Bilindiği üzere bu ziyaret, MHP Genel Başkanı Devlet Bahçeli'nin Öcalan'ın Meclis kürsüsünde terör örgütünün lağvedildiğini açıklaması ve karşılığında umut hakkından yararlanması teklifiyle başlayan "sürecin" parçasıydı.

Öcalan'ın en son dokuz yıl önce bir siyasi parti heyetiyle görüşmesine izin verilmişti. DEM Parti öncülü HDP, sık sık bu konuda çağrı yapsa da başvurulara olumlu yanıt alınamamıştı.

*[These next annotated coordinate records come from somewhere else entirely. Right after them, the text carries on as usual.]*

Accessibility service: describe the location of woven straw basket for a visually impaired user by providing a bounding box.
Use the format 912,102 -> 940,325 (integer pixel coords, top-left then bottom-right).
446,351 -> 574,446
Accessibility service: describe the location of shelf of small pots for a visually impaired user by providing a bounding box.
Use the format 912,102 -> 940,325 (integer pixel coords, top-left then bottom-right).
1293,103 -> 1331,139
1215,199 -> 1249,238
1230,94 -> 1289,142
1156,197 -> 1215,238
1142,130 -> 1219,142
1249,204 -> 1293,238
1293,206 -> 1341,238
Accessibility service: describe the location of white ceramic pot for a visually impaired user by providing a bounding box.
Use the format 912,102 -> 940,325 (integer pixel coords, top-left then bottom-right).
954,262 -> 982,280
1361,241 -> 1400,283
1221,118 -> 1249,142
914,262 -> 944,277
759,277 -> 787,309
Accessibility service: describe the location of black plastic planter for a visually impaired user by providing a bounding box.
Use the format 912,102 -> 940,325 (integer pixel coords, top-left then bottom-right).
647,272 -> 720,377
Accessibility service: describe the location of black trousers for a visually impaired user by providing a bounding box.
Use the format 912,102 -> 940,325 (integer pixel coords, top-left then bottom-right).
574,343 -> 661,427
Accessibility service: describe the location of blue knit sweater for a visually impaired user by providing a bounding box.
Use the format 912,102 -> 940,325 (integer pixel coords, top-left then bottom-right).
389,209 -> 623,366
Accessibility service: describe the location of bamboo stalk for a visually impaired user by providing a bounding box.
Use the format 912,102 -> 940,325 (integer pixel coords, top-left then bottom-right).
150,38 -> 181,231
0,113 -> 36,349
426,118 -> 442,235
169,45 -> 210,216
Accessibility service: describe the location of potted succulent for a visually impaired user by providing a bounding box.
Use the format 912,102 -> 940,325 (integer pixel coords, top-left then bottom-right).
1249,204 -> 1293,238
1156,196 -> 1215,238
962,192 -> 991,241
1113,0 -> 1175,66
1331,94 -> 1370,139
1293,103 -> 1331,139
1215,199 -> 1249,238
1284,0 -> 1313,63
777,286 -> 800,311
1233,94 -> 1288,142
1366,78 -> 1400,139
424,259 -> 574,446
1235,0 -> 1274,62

Sırrı Süreyya Önder ve Pervin Buldan, tutuklu terör örgütü lideriyle bir araya geldikten sonra onun şu yorumlarını kamuoyuyla paylaştı:

- "Sürecin başarısı için Türkiye’deki tüm siyasi çevrelerin dar ve dönemsel hesaplara takılmadan inisiyatif alması, yapıcı davranması ve pozitif katkı sunması elzemdir. Bu katkıların en önemli zeminlerinden biri de şüphesiz TBMM olacaktır."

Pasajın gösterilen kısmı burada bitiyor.